1978 – Parution de ‘Ready for the house’. D’abord sous le nom de ‘The Units’, l’album est ensuite crédité du nom de ‘Jandek’ (‘The Units’ étant, à l’époque, le nom d’un groupe californien, très vite disparu) . Il est tiré à mille exemplaires, ne se vend absolument pas : les rares personnes qui se le sont procuré le jugent pour la plupart inepte, tout juste bon à être rangé parmi les plus mauvais disques jamais enregistrés par ‘quelqu’un qui se prétend musicien’ – ou, au pire, à être transformé en freesbee.

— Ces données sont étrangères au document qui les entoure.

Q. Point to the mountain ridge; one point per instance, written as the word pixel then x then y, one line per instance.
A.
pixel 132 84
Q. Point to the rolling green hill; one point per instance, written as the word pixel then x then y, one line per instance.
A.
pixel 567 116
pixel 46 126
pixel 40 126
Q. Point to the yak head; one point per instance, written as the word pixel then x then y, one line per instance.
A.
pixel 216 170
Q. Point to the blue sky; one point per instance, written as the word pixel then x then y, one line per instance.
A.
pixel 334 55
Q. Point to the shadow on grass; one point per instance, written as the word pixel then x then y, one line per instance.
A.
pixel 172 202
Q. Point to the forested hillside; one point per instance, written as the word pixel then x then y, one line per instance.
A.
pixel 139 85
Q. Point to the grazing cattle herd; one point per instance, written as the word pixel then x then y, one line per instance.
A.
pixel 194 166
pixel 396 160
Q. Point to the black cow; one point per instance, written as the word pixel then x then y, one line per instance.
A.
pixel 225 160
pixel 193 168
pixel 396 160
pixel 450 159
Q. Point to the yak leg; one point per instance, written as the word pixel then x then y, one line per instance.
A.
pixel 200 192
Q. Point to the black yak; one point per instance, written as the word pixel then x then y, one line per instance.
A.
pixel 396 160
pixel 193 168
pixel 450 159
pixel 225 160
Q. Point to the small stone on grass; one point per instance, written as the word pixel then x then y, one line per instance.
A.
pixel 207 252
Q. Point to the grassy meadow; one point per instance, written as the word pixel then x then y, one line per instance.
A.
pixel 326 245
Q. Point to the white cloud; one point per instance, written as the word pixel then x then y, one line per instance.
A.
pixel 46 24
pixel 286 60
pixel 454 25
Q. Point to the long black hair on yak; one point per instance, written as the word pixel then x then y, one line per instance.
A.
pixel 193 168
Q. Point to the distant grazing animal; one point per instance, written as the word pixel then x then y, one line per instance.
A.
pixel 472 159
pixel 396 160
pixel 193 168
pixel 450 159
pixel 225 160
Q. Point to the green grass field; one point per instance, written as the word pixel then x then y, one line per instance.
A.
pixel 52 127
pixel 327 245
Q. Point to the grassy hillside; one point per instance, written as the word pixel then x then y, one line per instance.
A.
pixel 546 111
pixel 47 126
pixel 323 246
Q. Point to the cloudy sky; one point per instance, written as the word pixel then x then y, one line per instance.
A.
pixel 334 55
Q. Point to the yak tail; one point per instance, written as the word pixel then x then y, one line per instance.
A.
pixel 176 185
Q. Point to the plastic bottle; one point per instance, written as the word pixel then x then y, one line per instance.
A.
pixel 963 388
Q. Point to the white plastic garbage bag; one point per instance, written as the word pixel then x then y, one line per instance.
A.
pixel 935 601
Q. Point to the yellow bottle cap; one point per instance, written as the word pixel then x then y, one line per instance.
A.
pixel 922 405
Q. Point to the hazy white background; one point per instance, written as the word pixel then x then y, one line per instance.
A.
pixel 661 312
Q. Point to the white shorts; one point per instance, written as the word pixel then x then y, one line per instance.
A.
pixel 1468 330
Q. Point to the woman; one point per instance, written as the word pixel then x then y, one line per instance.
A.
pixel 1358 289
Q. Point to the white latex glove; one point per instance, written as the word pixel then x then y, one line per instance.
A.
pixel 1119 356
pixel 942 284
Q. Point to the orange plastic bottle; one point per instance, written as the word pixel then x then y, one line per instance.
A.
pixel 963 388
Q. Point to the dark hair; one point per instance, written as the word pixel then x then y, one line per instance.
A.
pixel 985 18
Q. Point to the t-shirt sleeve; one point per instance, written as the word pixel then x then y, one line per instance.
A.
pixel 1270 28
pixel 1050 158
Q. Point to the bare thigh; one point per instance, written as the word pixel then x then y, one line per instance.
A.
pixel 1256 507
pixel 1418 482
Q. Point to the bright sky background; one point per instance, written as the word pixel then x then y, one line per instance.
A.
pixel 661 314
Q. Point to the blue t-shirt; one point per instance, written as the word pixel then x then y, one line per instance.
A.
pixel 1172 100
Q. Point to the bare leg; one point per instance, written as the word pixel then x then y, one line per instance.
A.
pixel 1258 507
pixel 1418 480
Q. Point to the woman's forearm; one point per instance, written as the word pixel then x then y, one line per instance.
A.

Par la suite, les albums s’enchaîneront à un rythme industriel, tirés – cette fois, sans doute par mesure de prudence – à trois cents exemplaires. Les ventes, bien évidemment, ne s’améliorent pas – la politique de Corwood en matière de publicité étant des plus rudimentaires (une simple affichette apposée sur la devanture d’un disquaire de Houston annonce régulièrement la sortie du dernier album).

1993 – Parution de Twelfth Apostle. Dernier album fabriqué en vinyle.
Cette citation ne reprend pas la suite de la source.